If you think of something clever, and someone else beats you to the punch, you
should feel vindicated that a total stranger thought your idea was clever too.

Beyond that, move on. Allow your clever surrogate's comment room to breathe,
and if further discussion inspires some new idea in you, you can begin anew.

------
brudgers
Hell no. I just start typing. It turns out I usually have no idea what I'm
going to wind up writing until I write it. I subscribe to the 'writing is
thinking' theory and this comment reflects that after the first short
sentence.

That said, it doesn't mean that I don't edit my comments. Often I edit them
out of existence (aka 'delete') and sometimes that's after reading other
comments. Most of the time it is after reading my own comments (and often
while they are in progress).

I guess I also subscribe to the theory that what hasn't been written cannot be
edited...and the theory that 'writing in in my head' isn't writing. I guess I
have a lot of theories.

Anyway, the muse comes and goes and when the muse is present, is when to
write. That's another theory but only if theories can depend on the existences
of muses.

Good luck.

------
veddox
Usually. And like you say, I often find that what I was going to say has been
said (at least once) before; or I realize that the comment that first sprung
to my mind isn't really necessary at all.

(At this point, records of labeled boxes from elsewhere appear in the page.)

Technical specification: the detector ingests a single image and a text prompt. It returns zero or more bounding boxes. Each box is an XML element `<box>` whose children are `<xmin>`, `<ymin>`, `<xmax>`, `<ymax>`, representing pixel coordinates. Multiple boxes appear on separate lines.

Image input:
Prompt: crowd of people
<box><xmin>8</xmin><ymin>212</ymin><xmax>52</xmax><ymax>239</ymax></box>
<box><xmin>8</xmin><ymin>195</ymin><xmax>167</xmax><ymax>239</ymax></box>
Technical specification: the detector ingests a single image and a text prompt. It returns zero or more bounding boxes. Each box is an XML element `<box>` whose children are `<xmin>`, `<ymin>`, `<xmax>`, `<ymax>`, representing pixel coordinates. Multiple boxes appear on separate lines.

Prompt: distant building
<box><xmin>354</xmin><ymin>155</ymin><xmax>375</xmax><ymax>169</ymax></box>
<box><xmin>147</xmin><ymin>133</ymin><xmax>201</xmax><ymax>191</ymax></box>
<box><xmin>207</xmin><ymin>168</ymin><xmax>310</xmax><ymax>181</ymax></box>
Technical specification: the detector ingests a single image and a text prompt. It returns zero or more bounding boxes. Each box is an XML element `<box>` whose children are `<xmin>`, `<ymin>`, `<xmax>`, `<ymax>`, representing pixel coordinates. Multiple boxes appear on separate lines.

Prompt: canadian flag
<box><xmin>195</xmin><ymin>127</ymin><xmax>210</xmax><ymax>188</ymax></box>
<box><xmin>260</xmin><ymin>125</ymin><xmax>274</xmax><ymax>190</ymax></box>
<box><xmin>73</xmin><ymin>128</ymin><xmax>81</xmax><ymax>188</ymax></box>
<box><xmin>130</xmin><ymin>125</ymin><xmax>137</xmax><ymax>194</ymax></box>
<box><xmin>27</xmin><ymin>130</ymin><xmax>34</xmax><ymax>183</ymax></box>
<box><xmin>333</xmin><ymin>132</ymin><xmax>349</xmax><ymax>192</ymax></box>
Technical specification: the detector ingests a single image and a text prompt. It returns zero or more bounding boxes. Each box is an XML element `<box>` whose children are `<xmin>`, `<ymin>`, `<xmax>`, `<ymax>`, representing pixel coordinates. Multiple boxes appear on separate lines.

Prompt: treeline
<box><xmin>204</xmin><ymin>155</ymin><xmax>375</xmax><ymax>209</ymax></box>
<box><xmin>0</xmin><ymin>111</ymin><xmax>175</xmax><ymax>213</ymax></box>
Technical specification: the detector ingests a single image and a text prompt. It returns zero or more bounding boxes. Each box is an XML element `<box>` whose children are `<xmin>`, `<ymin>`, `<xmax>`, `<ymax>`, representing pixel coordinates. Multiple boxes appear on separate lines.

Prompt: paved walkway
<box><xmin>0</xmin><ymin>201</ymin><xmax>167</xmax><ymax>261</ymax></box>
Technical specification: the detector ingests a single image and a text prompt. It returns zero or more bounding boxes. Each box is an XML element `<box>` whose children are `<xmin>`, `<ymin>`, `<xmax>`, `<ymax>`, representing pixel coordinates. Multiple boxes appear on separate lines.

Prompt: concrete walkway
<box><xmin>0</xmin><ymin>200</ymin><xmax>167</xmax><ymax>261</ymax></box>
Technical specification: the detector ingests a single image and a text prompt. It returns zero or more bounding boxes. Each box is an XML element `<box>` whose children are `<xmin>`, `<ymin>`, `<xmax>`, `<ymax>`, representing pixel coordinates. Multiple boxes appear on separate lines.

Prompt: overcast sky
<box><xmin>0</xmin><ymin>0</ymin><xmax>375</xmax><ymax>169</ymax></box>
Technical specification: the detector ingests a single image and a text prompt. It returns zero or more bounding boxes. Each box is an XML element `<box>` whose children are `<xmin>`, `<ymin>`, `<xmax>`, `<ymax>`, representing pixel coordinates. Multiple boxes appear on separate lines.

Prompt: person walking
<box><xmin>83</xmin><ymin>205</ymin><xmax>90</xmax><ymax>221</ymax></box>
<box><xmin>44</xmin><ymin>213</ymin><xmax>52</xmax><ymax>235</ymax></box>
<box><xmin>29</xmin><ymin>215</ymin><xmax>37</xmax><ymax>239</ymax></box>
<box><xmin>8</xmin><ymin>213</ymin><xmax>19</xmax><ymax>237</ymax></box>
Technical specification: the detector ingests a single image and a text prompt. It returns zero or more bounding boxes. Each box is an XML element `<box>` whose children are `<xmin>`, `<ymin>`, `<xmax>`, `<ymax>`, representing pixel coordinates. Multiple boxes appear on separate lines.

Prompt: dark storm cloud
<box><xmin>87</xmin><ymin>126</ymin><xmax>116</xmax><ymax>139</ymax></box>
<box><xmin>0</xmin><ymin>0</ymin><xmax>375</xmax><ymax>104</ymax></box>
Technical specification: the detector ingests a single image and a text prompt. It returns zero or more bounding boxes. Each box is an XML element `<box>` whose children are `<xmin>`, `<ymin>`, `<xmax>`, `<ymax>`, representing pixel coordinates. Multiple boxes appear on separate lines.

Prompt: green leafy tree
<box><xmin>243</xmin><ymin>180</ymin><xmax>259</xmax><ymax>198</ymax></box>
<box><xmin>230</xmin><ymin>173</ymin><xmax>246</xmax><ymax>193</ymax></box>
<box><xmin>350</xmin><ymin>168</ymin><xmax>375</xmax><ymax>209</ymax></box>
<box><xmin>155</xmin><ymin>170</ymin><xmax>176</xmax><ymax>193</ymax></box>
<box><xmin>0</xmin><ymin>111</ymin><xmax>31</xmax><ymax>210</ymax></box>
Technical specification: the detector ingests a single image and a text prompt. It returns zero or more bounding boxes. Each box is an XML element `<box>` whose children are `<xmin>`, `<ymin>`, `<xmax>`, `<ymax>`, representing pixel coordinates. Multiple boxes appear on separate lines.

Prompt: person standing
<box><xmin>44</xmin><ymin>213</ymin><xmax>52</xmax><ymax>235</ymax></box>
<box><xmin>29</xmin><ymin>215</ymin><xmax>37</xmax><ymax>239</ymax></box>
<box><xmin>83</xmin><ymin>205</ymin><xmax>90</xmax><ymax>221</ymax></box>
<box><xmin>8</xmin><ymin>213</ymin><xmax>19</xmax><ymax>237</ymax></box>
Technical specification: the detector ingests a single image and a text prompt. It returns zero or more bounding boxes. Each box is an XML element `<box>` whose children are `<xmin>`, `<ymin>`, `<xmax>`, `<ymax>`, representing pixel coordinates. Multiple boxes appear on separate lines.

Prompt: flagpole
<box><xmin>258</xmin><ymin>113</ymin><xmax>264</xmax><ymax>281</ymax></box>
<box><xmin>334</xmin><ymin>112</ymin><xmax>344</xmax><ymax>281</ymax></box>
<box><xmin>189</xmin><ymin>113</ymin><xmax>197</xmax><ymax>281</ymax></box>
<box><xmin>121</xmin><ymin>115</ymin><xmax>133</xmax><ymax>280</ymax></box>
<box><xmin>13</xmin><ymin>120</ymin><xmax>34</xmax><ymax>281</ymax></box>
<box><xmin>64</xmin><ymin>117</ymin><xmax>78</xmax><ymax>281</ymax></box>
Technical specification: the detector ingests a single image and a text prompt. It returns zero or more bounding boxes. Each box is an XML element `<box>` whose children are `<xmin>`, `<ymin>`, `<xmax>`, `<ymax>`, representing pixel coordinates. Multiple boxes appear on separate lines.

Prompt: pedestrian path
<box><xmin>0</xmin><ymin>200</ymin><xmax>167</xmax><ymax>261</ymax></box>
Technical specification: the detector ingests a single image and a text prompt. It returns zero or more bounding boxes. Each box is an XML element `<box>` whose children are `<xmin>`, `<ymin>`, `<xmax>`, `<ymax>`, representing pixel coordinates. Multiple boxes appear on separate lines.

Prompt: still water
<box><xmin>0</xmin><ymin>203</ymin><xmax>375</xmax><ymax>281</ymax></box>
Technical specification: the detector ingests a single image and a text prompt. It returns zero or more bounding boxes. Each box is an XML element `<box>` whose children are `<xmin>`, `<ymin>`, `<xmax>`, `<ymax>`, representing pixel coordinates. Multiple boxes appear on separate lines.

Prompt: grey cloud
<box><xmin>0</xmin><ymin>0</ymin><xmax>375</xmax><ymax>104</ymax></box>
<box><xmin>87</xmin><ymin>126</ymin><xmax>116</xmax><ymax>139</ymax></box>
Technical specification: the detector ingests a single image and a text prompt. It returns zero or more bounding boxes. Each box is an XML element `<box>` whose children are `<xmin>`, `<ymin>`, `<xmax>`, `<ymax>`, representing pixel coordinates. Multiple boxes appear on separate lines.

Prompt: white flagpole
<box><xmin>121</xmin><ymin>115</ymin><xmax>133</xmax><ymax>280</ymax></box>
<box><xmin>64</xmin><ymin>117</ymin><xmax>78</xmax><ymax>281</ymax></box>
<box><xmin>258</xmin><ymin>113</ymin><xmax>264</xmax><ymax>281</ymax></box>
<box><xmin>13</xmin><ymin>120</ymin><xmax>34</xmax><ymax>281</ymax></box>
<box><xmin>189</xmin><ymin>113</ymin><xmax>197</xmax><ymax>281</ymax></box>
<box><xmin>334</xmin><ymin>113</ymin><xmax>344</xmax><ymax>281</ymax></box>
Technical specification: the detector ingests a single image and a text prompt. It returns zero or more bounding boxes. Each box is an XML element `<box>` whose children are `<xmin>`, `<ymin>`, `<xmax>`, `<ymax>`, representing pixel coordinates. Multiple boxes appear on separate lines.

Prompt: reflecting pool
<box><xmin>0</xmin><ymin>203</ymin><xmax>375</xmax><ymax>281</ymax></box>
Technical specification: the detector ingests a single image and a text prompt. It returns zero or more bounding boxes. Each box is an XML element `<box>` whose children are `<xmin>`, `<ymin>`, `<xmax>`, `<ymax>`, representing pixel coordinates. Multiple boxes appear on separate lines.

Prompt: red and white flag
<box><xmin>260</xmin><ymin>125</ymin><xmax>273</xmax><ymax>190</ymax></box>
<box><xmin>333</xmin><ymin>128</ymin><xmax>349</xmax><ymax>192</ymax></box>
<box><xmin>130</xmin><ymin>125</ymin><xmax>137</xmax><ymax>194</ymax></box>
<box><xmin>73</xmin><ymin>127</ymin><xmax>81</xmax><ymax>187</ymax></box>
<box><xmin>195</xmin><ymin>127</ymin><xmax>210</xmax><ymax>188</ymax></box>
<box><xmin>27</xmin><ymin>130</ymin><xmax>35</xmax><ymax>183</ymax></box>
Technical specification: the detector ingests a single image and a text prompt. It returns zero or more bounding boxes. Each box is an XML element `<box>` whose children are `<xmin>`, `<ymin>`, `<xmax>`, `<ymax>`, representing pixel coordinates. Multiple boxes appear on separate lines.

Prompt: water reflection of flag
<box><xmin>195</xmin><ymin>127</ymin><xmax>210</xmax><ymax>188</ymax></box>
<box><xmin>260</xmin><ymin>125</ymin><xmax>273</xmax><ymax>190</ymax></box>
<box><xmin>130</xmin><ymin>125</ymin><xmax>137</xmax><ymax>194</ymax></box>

Either way, I save myself some
typing and some other people some reading ;-)

Although having said that, if it's a long discussion I won't read every
comment, just the ones on those subthreads that interest me especially.

------
stevekemp
Mostly.

But sometimes mid-scroll there is a comment which seems like it deserves a
reply I might post one immediately - usually in a new-tab so I don't lose
track of what I've read.

------
GFischer
Depends on the number of comments. Sometimes I write something and I find the
same idea further down the page. I usually edit my comment and point to the
other one.

------
gt2
Yes, with one exception -- I will stop to reply along the way.